Secondo attivisti locali, la 12enne Zeinab Daghestani è stata uccisa da un cecchino il 7 aprile mentre cercava di spostarsi verso la zona meridionale di Yarmouk, più tranquilla. Tra gli altri civili uccisi c’è Majed al-Omari, operatore umanitario della Fondazione Jafra, un’organizzazione di soccorso, ucciso dal fuoco incrociato il 3 aprile. Jamal Khalefe, 27 anni, media-attivista, è stato ucciso lo stesso giorno durante un pesante bombardamento. Un altro giovane rifugiato palestinese, Hussein Taha, è stato ucciso il 6 aprile quando la sua abitazione è stata centrata da un barile bomba.
Gli abitanti di Yarmouk hanno riferito ad Amnesty International che nell’ultima settimana sono stati sganciati circa 25 barili bomba, per lo più di notte.
I civili del campo rifugiati sono in trappola tra le violenze dello Stato islamico e i bombardamenti delle forze governative. Le zone intorno a via Palestina, via Mansoureh e del cimitero dei martiri, ancora prevalentemente abitate da civili sebbene alcuni combattenti dello Stato islamico vi abbiano preso posizione, sono bersaglio di attacchi governativi.

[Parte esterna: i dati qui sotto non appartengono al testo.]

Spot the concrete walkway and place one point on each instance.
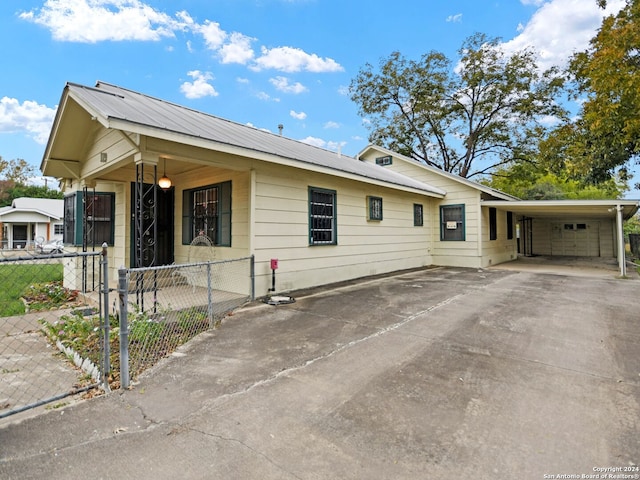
(442, 373)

“L’uso dei barili bomba contro una popolazione assediata e alla fame è l’ennesima dimostrazione che il governo siriano viola il diritto internazionale umanitario e mostra disprezzo verso i civili. Risparmiare la vita di questi ultimi non pare un’opzione da prendere in considerazione quando le sue forze decidono di bombardare una zona” – ha commentato Sahraoui.
“Colpire con armi pesanti e con barili bomba aree popolate da civili è un crimine di guerra. Tutti gli attacchi di questo tipo devono essere fermati immediatamente. Tutte le parti in conflitto devono prendere ogni precauzione possibile per ridurre al minimo i danni ai civili” – ha aggiunto Sahraoui.
“Per la popolazione civile va sempre peggio: siamo senza acqua, senza cibo, senza medicinali” – ha detto ad Amnesty International un abitante di Yarmouk.
Nel campo rimangono assediati circa 18.000 civili. Quasi due anni di brutale assedio da parte del governo, dal luglio 2013, hanno causato una devastante crisi umanitaria. Da luglio 2013 a marzo 2014 sono morte almeno 194 persone, soprattutto per denutrizione e assenza di cure mediche.
Un attivista di Yarmouk ha comunicato ad Amnesty International che altri due civili sono morti di fame questa settimana.
“La dimensione della sofferenza e della disperazione a Yarmouk è inimmaginabile. Tutte le parti in conflitto devono garantire immediato accesso alle agenzie umanitarie per venire incontro alle necessità della popolazione civile e aiutare coloro che vogliono lasciare il campo per raggiungere zone più sicure” – ha concluso Sahraoui.
L’entrata dello Stato islamico a Yarmouk, avvenuta il 1° aprile, sarebbe stata facilitata da Jabhat al-Nusra, un gruppo armato i cui combattenti erano già presenti nel campo e si stavano scontrando con altri gruppi tra cui Aknaf Beit al-Maqdis, che si ritiene vicino all’organizzazione palestinese Hamas, e Jaish al-Islam. Alcuni abitanti hanno riferito che tre combattenti palestinesi sono stati decapitati dallo Stato islamico dopo essere stati catturati.
Prima del 2011, Yarmouk era il più grande campo per rifugiati palestinesi della Siria e ospitava anche molte migliaia di cittadini siriani.